Un dimanche électoral de bouleversement peut en annoncer un autre. 

La soirée d’hier a plutôt été sage, dans cet hôtel à la sortie de Besançon où le FN réunissait ses sympathisants pour cette soirée électorale pourtant au goût de victoire. Car, oui, verdict des urnes, hier dimanche 6 décembre, n’a pas démenti les sondages.  Le Front national, dans l’hexagone se tient largement devant LR/UDI et le PS. Marine Le Pen avait alors beau jeu dans son intervention télévisée de qualifier son parti, le FN, de premier parti de France…avec en ligne de mire la présidentielle de 2017.

La formation frontiste est arrivée en tête dans 6 régions.

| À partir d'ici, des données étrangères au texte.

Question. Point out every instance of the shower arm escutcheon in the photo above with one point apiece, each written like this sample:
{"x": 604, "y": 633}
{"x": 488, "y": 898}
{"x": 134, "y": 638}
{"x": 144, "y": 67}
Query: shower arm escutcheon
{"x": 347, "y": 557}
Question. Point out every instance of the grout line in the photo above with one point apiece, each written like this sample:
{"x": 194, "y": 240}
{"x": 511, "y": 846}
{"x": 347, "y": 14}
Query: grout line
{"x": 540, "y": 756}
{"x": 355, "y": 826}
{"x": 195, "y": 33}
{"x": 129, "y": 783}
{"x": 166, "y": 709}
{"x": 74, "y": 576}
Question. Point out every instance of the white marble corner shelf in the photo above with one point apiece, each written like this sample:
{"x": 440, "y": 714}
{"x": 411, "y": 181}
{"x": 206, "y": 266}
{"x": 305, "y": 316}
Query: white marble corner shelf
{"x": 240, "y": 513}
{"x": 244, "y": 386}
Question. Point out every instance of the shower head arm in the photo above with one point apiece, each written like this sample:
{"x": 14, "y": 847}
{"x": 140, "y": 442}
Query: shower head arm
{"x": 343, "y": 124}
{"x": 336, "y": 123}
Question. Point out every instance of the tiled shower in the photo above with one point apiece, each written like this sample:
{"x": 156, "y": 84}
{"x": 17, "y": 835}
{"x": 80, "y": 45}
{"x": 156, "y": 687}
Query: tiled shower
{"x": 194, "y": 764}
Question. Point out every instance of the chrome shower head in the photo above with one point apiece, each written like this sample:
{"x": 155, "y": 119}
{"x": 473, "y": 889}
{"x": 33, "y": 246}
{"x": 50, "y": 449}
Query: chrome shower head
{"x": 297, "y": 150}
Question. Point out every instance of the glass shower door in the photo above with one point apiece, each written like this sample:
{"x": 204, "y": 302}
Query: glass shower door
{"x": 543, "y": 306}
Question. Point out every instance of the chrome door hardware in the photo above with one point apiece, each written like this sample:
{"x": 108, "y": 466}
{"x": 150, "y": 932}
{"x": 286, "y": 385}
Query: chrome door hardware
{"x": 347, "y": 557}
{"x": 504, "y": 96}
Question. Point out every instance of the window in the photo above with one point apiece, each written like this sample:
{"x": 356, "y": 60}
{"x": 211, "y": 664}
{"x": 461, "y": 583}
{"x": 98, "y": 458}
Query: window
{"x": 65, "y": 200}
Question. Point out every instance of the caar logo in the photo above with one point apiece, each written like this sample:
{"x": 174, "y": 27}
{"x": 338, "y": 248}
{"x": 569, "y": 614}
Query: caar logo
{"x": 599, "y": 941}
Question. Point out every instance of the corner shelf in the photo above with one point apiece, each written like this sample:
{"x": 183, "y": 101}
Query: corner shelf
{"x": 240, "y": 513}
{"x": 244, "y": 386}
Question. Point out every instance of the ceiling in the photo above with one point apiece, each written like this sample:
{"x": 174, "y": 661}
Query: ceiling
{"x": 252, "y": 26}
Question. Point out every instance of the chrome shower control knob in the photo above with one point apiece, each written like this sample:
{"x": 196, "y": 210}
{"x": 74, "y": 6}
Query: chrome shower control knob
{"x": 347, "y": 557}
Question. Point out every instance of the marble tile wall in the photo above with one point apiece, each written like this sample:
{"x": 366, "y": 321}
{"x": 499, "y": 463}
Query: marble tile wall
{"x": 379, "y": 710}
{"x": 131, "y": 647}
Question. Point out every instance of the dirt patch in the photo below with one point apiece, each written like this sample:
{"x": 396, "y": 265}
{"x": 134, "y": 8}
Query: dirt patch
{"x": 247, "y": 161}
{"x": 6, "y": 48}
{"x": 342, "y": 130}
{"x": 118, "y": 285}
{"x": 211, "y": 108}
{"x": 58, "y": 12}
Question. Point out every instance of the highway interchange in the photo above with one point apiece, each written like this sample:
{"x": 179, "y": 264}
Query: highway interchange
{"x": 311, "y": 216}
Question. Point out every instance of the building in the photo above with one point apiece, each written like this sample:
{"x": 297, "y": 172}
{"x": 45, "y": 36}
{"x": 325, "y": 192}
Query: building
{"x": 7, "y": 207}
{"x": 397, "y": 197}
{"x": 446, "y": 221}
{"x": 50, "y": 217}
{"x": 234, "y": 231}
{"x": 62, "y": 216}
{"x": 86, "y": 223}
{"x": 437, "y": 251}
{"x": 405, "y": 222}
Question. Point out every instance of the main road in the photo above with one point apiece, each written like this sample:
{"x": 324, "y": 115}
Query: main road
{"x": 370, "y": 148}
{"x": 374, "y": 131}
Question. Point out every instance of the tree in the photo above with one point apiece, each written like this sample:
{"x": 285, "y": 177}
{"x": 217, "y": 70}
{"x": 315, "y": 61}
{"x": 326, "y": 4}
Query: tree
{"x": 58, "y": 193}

Avec cartons pleins, à plus de 40% pour Marine Le Pen dans le Nord, Marion-Maréchal Le Pen en PACA. En Alsace plus de 30%.  Chez nous aussi en Bourgogne Franche-Comté avec 31, 5% la candidate du FN, Sophie Montel est devant la liste LR/UDI de François Sauvadet, 24% et celle PS de Marie Guite Dufay, 23%.

Pas de triomphalisme au FN

Sophie Montel, hier soir, n’a pas caché sa joie, mais en gardant la mesure. Pas de triomphalisme. Elle semblait appréhender la semaine à venir, avant le second tour, avec la réserve tactique de celle qui a déjà plusieurs campagnes électorales à son actif. "Ce sera exaltant" dira-t-elle assez sobrement.

Bien sûr elle raillera ses adversaires, surtout de droite, lors de sa première intervention à la télévision régionale. Mais somme toute que du classique. Chacun dans sa posture. 

Dans la salle, bien sûr, les invités, staff de campagne pour l’essentiel, une petite trentaine de personnes, applaudissent à l’annonce des scores du FN un peu partout en France. Ils applaudissent un peu plus fort, certes, lors de l’apparition de Marine Le Pen et Marion Maréchal Le Pen. Ils moquent un peu l’apparition de Sarkozy à la télé, mais sans bronca ni sifflets…sages on vous dit.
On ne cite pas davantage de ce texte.